Pengemplang BLBI yang Ubah Kewarganegaraan Tetap Bisa Ditangkap!

Jakarta, IDN Times - Indonesia dan Singapura telah menyepakati perjanjian ekstradisi. Perjanjian tersebut membuka akses bagi Satgas BLBI untuk menindak pengemplang BLBI yang mengubah kewarganegaraan, dari Warga Negara Indonesia (WNI) menjadi Singapura.
Dengan perjanjian tersebut, para pelaku kejahatan yang mengubah kewarganegaraan demi menghindari penegakan hukum tak bisa lagi bersembunyi di bawah status kewarganegaraan barunya.
1. Penegakan hukum tetap bisa dilakukan

Lebih rinci, dalam keterangan resmi Kementerian Koordinator Bidang Kemaritiman dan Investasi, Selasa (25/1/2022), dalam perjanjian ekstradisi ini, status warga negara pelaku kejahatan yang berubah tidak dapat mengecualikan pelaksanaan ekstradisi.
Sebab, pelaksanaan ekstradisi harus dilakukan berdasarkan status kewarganegaraan pelaku ketika tindak kejahatan terjadi.
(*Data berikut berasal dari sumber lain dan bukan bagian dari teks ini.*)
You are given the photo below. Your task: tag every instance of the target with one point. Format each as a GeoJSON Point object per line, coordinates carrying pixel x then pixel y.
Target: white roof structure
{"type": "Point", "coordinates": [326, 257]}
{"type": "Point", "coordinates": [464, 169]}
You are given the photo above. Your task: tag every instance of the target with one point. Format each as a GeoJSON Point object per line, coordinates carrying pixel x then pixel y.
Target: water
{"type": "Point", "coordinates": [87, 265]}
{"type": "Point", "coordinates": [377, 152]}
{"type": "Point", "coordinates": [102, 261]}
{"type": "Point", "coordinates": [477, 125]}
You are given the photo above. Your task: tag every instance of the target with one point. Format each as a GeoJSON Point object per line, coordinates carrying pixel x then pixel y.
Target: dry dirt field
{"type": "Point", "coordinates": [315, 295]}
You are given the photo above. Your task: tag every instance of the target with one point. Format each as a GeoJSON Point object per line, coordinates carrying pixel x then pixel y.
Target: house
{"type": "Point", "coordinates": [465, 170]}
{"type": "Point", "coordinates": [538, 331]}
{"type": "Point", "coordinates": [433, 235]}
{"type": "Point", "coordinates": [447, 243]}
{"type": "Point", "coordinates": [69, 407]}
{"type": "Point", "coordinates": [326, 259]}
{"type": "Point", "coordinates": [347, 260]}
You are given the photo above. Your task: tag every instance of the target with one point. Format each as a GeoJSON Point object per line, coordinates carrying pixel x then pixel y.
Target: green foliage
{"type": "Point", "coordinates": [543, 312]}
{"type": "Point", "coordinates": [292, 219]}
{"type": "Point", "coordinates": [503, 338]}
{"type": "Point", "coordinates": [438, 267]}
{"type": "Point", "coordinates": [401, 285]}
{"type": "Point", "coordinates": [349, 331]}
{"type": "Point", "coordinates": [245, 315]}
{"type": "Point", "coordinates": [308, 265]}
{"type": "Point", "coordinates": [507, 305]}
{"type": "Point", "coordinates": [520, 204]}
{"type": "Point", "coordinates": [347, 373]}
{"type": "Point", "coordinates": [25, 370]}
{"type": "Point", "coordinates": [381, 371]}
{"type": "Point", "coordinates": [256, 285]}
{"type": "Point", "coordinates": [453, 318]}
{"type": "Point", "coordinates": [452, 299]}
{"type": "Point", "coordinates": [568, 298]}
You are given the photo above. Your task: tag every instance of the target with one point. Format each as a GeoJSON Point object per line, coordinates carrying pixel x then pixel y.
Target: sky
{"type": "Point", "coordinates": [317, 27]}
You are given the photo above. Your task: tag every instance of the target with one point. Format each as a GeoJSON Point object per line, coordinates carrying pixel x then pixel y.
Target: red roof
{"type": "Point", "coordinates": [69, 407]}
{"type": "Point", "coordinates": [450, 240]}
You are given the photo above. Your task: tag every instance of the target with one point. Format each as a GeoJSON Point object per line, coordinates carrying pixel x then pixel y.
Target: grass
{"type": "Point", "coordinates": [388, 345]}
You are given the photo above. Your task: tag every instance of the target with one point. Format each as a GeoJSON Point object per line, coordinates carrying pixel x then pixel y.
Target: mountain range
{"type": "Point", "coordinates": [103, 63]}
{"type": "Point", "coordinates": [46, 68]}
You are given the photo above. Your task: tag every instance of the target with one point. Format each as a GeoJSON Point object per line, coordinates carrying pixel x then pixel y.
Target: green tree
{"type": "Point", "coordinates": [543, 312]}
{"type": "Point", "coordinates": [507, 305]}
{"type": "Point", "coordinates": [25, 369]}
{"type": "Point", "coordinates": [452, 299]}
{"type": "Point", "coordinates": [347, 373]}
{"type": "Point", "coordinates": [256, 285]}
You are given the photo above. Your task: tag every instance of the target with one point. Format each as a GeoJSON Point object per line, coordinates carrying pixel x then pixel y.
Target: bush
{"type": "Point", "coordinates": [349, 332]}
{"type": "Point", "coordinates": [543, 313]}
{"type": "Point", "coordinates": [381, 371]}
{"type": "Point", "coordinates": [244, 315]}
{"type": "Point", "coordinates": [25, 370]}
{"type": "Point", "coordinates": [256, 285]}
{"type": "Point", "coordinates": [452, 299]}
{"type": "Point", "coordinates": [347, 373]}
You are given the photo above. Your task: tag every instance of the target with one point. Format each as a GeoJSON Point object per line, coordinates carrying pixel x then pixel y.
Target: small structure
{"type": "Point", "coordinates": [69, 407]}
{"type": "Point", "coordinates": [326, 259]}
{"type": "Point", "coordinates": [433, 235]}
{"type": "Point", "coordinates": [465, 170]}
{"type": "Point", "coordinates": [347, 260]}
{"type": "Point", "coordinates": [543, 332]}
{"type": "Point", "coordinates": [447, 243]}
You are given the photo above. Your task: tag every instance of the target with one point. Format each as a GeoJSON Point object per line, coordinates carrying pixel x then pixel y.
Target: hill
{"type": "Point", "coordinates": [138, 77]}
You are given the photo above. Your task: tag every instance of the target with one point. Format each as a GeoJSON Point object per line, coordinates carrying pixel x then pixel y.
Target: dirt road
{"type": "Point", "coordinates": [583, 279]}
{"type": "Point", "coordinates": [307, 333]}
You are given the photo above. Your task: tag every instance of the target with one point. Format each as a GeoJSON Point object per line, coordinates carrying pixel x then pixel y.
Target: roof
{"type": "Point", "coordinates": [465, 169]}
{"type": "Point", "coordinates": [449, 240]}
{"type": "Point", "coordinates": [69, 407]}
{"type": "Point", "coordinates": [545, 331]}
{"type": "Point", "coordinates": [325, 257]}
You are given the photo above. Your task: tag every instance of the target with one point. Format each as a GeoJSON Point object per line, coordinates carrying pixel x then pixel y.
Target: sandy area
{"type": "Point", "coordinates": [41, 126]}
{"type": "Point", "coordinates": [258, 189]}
Artinya, status kewarganegaraan yang berlaku adalah WNI. Sebab, saat kejahatan dilakukan, pelaku masih berstatus sebagai WNI.
2. Perjanjian ekstradiri memfasilitasi Satgas BLBI

Pemberlakukan perjanjian ekstradisi buronan akan menciptakan efek
gentar (deterrence) bagi pelaku tindak kriminal di Indonesia dan Singapura.
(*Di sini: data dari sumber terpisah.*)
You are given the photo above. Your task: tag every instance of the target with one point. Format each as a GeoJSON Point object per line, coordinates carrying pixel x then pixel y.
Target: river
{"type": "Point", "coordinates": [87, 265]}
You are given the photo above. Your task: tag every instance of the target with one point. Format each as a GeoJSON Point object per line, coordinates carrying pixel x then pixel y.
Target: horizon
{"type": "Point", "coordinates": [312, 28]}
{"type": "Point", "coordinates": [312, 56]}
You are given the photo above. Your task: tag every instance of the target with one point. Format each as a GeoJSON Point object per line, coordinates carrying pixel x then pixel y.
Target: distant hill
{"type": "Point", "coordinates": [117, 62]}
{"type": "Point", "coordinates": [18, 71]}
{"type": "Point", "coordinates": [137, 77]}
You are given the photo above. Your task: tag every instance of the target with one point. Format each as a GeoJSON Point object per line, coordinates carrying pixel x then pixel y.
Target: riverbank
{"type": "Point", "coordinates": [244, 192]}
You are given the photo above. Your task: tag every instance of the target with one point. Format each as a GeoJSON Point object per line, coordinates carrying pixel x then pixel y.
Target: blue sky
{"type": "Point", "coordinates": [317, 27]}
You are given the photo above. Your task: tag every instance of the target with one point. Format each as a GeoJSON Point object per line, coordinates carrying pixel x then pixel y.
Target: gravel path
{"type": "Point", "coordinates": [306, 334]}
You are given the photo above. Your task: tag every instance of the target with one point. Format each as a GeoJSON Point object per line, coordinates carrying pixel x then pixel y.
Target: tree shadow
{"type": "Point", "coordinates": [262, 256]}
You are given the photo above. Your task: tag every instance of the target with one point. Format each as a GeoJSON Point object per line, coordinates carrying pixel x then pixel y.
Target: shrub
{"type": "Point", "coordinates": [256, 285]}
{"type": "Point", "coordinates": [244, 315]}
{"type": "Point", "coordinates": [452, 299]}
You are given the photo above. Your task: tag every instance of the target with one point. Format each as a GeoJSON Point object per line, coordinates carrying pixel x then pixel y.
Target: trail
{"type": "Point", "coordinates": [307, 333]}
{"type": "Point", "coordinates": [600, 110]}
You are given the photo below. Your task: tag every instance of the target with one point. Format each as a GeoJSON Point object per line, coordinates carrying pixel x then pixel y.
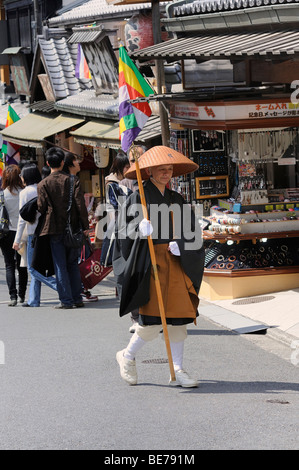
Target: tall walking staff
{"type": "Point", "coordinates": [154, 266]}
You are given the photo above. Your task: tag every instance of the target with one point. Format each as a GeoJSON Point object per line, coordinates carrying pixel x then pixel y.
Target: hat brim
{"type": "Point", "coordinates": [161, 155]}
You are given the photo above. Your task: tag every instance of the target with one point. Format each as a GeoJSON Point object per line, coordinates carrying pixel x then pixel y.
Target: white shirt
{"type": "Point", "coordinates": [26, 195]}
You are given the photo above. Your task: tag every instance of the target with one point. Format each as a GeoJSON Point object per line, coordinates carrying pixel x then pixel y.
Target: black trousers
{"type": "Point", "coordinates": [12, 263]}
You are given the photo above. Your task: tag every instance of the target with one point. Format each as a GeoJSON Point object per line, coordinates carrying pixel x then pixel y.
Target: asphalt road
{"type": "Point", "coordinates": [61, 389]}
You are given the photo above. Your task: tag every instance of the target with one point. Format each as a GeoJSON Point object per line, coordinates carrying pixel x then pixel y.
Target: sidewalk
{"type": "Point", "coordinates": [277, 313]}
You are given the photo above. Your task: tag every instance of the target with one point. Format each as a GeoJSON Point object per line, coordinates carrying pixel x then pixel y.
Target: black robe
{"type": "Point", "coordinates": [131, 257]}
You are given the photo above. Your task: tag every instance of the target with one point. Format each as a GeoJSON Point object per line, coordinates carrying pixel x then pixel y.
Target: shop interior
{"type": "Point", "coordinates": [248, 191]}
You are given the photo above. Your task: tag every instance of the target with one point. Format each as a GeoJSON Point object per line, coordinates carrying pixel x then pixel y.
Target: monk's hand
{"type": "Point", "coordinates": [174, 249]}
{"type": "Point", "coordinates": [145, 228]}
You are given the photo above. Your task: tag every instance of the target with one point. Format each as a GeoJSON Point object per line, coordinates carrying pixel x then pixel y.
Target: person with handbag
{"type": "Point", "coordinates": [179, 261]}
{"type": "Point", "coordinates": [60, 199]}
{"type": "Point", "coordinates": [72, 167]}
{"type": "Point", "coordinates": [31, 176]}
{"type": "Point", "coordinates": [114, 192]}
{"type": "Point", "coordinates": [12, 186]}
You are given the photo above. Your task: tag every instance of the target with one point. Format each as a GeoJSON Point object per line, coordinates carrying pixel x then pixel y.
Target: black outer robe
{"type": "Point", "coordinates": [131, 257]}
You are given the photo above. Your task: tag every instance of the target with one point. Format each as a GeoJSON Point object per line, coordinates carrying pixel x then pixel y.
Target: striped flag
{"type": "Point", "coordinates": [82, 69]}
{"type": "Point", "coordinates": [132, 116]}
{"type": "Point", "coordinates": [11, 150]}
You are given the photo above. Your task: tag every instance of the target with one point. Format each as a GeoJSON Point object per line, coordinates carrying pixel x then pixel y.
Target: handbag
{"type": "Point", "coordinates": [91, 270]}
{"type": "Point", "coordinates": [4, 218]}
{"type": "Point", "coordinates": [29, 210]}
{"type": "Point", "coordinates": [72, 238]}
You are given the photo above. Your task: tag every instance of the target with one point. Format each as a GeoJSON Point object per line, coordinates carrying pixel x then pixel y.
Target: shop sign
{"type": "Point", "coordinates": [234, 112]}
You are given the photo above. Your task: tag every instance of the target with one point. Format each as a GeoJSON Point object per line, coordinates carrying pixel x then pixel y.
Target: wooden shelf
{"type": "Point", "coordinates": [231, 273]}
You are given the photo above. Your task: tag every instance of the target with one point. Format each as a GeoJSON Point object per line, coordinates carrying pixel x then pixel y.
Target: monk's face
{"type": "Point", "coordinates": [161, 174]}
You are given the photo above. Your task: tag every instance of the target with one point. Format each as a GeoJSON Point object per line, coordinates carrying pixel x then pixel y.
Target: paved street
{"type": "Point", "coordinates": [61, 389]}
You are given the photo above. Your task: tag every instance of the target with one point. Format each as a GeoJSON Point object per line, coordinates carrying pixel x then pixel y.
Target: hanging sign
{"type": "Point", "coordinates": [228, 112]}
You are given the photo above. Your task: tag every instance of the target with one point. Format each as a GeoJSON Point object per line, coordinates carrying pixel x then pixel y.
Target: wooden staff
{"type": "Point", "coordinates": [154, 265]}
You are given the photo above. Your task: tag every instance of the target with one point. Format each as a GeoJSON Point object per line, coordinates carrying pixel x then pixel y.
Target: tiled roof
{"type": "Point", "coordinates": [87, 103]}
{"type": "Point", "coordinates": [60, 59]}
{"type": "Point", "coordinates": [197, 7]}
{"type": "Point", "coordinates": [262, 44]}
{"type": "Point", "coordinates": [93, 10]}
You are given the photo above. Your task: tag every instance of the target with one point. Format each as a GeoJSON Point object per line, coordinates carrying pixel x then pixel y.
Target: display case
{"type": "Point", "coordinates": [207, 187]}
{"type": "Point", "coordinates": [250, 254]}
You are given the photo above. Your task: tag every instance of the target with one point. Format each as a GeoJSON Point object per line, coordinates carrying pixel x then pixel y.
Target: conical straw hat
{"type": "Point", "coordinates": [161, 155]}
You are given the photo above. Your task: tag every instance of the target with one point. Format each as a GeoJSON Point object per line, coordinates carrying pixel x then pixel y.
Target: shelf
{"type": "Point", "coordinates": [199, 186]}
{"type": "Point", "coordinates": [207, 235]}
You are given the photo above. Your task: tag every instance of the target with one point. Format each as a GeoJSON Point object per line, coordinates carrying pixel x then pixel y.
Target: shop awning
{"type": "Point", "coordinates": [261, 44]}
{"type": "Point", "coordinates": [31, 130]}
{"type": "Point", "coordinates": [103, 133]}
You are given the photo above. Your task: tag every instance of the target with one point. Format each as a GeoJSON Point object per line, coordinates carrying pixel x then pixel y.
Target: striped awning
{"type": "Point", "coordinates": [104, 133]}
{"type": "Point", "coordinates": [262, 44]}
Secara khusus, bagi Indonesia, pemberlakuan perjanjian ekstradisi diyakini dapat menjangkau secara efektif pelaku kejahatan di masa lampau dan memfasilitasi implementasi Keputusan Presiden RI Nomor 6 Tahun 2021 tentang Satuan Tugas Penanganan Hak Tagih Negara Dana Bantuan Likuiditas Bank Indonesia (BLBI).
3. Penyitaan aset di Singapura bisa dilakukan

Tak hanya itu, perjanjian ekstradisi ini juga akan melengkapi dan menyempurnakan komitmen kedua negara sebagai sesama negara ASEAN terkait perjanjian bantuan timbal balik dalam masalah pidana (ASEAN Mutual Legal Assistance Treaty) yang mengharuskan kerja sama di antaranya terkait pencarian pelaku kejahatan, penggeledahan, maupun penyitaan aset.
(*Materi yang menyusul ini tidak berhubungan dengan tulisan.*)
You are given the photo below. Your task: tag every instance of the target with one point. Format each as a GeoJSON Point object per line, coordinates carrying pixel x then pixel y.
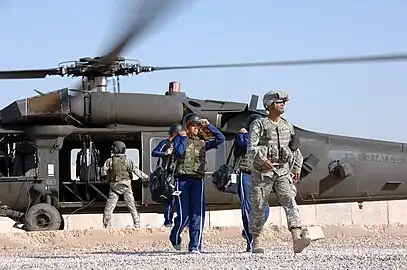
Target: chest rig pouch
{"type": "Point", "coordinates": [279, 139]}
{"type": "Point", "coordinates": [225, 178]}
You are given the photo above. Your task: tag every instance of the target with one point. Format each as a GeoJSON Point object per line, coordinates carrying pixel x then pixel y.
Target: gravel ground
{"type": "Point", "coordinates": [358, 248]}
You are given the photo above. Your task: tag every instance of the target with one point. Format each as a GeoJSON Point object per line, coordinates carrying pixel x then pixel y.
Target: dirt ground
{"type": "Point", "coordinates": [132, 238]}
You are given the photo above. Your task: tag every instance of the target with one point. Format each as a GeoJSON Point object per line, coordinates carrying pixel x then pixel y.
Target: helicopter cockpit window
{"type": "Point", "coordinates": [132, 153]}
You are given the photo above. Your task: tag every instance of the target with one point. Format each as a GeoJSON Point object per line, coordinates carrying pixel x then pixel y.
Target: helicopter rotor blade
{"type": "Point", "coordinates": [145, 16]}
{"type": "Point", "coordinates": [27, 74]}
{"type": "Point", "coordinates": [324, 61]}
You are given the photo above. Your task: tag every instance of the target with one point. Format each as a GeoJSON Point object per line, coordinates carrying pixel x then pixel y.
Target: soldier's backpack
{"type": "Point", "coordinates": [224, 179]}
{"type": "Point", "coordinates": [162, 182]}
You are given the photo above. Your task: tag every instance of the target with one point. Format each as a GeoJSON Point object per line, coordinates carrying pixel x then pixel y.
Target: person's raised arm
{"type": "Point", "coordinates": [217, 140]}
{"type": "Point", "coordinates": [180, 145]}
{"type": "Point", "coordinates": [158, 151]}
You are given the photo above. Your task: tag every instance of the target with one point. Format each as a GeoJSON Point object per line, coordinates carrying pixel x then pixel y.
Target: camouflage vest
{"type": "Point", "coordinates": [275, 138]}
{"type": "Point", "coordinates": [119, 170]}
{"type": "Point", "coordinates": [194, 161]}
{"type": "Point", "coordinates": [245, 164]}
{"type": "Point", "coordinates": [167, 158]}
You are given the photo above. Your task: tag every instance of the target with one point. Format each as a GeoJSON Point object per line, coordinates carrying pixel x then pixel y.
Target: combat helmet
{"type": "Point", "coordinates": [176, 127]}
{"type": "Point", "coordinates": [250, 120]}
{"type": "Point", "coordinates": [272, 97]}
{"type": "Point", "coordinates": [118, 147]}
{"type": "Point", "coordinates": [191, 118]}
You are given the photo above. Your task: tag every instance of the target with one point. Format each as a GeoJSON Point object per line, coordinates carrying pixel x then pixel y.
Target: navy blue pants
{"type": "Point", "coordinates": [243, 191]}
{"type": "Point", "coordinates": [168, 214]}
{"type": "Point", "coordinates": [190, 208]}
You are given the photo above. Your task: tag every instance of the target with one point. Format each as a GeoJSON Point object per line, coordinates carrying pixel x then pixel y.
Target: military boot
{"type": "Point", "coordinates": [301, 240]}
{"type": "Point", "coordinates": [257, 248]}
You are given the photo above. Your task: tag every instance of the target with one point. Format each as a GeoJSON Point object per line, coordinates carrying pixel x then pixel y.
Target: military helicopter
{"type": "Point", "coordinates": [40, 134]}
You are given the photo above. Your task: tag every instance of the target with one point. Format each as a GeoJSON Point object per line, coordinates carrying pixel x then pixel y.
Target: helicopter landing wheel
{"type": "Point", "coordinates": [42, 217]}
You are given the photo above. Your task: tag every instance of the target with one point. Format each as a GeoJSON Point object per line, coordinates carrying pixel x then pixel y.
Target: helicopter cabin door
{"type": "Point", "coordinates": [214, 159]}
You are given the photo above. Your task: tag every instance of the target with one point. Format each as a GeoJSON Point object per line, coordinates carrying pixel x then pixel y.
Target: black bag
{"type": "Point", "coordinates": [162, 183]}
{"type": "Point", "coordinates": [221, 178]}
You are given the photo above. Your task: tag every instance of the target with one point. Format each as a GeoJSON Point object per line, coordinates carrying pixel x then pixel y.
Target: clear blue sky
{"type": "Point", "coordinates": [367, 100]}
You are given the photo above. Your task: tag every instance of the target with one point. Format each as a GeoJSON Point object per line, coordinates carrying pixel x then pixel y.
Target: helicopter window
{"type": "Point", "coordinates": [74, 153]}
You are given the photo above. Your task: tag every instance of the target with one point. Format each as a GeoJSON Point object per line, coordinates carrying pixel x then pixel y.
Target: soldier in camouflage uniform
{"type": "Point", "coordinates": [242, 163]}
{"type": "Point", "coordinates": [119, 171]}
{"type": "Point", "coordinates": [273, 161]}
{"type": "Point", "coordinates": [190, 151]}
{"type": "Point", "coordinates": [164, 151]}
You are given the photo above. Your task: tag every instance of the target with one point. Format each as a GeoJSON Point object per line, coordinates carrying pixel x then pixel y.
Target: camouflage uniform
{"type": "Point", "coordinates": [268, 140]}
{"type": "Point", "coordinates": [119, 171]}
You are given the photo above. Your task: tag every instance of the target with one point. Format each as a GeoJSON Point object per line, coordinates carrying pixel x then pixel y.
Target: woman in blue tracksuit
{"type": "Point", "coordinates": [164, 150]}
{"type": "Point", "coordinates": [243, 183]}
{"type": "Point", "coordinates": [190, 150]}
Perjanjian ekstradisi yang ditandatangani oleh kedua negara memungkinkan
dilakukannya ekstradisi terhadap pelaku 31 jenis tindak pidana serta pelaku kejahatan lainnya yang telah diatur dalam sistem hukum kedua negara. Perjanjian ini juga
menyepakati pemberlakukan masa retroaktif hingga 18 tahun terhadap tindak kejahatan
yang berlangsung sebelum berlakunya perjanjian ekstradisi Indonesia Singapura.